Keine Berücksichtigung finden Schenkungen im Rahmen des Pflichtteilsergänzungsanspruchs, wenn die 10-Jahres-Frist verstrichen ist.


Der Ablauf der 10-Jahres-Frist – des Beschenkten Freud, des Pflichtteilsberechtigten Leid.


II. Nießbrauch

Der Nießbrauch ist in § 1030 BGB geregelt. Der Nießbrauch berechtigt allgemein zur Nutzung einer Immobilie, sodass der Nießbrauchberechtigte das Objekt grundsätzlich auch auf eigene Rechnung an Dritte vermieten kann. Auch der Nießbrauch wird ins Grundbuch eingetragen. Ein Nießbrauch kann auch an Wertpapieren oder Unternehmensanteilen bestellt werden. Wird ein Nießbrauchrecht eingetragen, so bleibt der Nießbrauchberechtigte wirtschaftlich praktisch Eigentümer der Immobilie.


Im Hinblick auf den Nießbrauch entspricht es seit 1994 der ständigen Rechtsprechung (BGH IV ZR 132/93, Urt v. 27.04.1994), dass eine Schenkung nicht als geleistet gilt, wenn der Erblasser den Genuss des verschenkten Gegenstands nach der Schenkung nicht tatsächlich entbehren musste. Wird also im Rahmen einer Schenkung der Nießbrauch uneingeschränkt vorbehalten, so ist der Genuss des geschenkten Gegenstands nicht aufgehoben worden. Dies hat zur Folge, dass die Zehnjahresfrist des § 2325 BGB nicht zu laufen beginnt.


III. Wohnrecht

Das Wohnrecht ist in § 1093 BGB geregelt. Das lebenslange Wohnrecht darf nur von dem Begünstigten selbst ausgeübt werden. Ein Wohnrecht bedarf der Eintragung ins Grundbuch und kann ausschließlich am Grundbesitz bestellt werden.

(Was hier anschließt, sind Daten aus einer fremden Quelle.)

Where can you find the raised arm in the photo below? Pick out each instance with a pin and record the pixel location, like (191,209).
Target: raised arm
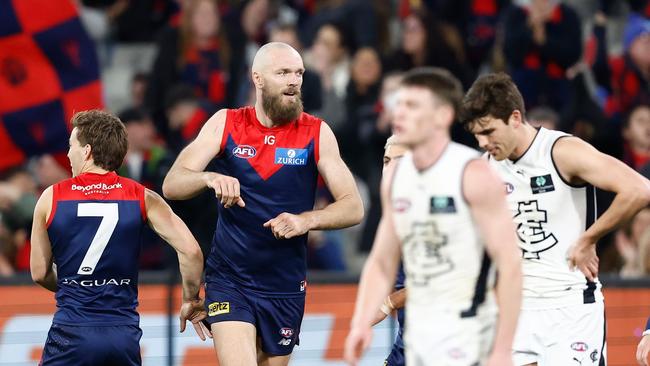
(186,177)
(174,231)
(485,194)
(190,258)
(377,277)
(579,163)
(41,260)
(347,208)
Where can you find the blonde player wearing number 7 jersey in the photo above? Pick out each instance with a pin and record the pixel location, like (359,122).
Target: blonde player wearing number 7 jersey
(90,227)
(550,178)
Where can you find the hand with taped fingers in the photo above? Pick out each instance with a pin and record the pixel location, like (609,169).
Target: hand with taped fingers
(287,226)
(583,256)
(356,344)
(226,188)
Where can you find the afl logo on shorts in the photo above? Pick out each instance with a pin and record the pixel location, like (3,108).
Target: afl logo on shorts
(579,346)
(244,151)
(286,332)
(401,205)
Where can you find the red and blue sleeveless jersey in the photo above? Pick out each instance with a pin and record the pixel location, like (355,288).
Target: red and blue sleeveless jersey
(277,172)
(94,229)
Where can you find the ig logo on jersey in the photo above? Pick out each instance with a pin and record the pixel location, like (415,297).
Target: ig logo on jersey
(244,151)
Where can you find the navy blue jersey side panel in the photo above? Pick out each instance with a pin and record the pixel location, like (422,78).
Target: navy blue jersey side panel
(245,250)
(108,295)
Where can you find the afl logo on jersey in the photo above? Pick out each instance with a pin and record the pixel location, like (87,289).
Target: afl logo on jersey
(244,151)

Es stellt sich die Frage, ob ein Wohnrecht im Hinblick auf den Beginn der 10-Jahres-Frist einem Nießbrauch gleichzusetzen ist. Die Zehnjahresfrist könnte dann im Zeitpunkt der Schenkungsvornahme noch nicht zu laufen begonnen haben.


Nach gefestigter Rechtsprechung bezieht sich das 1994er BGH-Grundsatzurteil sowohl auf dingliche Rechte als auch auf schuldrechtliche Ansprüche, sodass die Rechtsprechung grundsätzlich auf das Wohnrecht übertragbar ist.


Gleichwohl ist die Frage, ob ein Wohnrecht in der Rechtsfolge einem Nießbrauch gleichzusetzen ist, nicht abstrakt, sondern lediglich im Einzelfall beantwortbar.


Die Hemmung des Beginns des Fristlaufs i.R.v. § 2325 BGB soll lediglich den Einzelfall darstellen, namentlich den Fall, dass der Genuss des verschenkten Gegenstands gar nicht aufgehoben wird – der Erblasser mithin weiterhin „der Herr im Haus“ bleibt.

Eine Leistung, welche den Fristablauf des § 2325 BGB bewirkt, liegt jedenfalls vor, wenn der Erblasser nicht nur seine Rechtstellung als Eigentümer endgültig aufgibt, sondern auch darauf verzichtet, den Gegenstand im Wesentlichen weiterhin selbst zu nutzen.


Dies kann in den Fällen zu bejahen sein, in denen sich das Wohnungsrecht nur auf Teile der übergebenen Immobilie bezieht.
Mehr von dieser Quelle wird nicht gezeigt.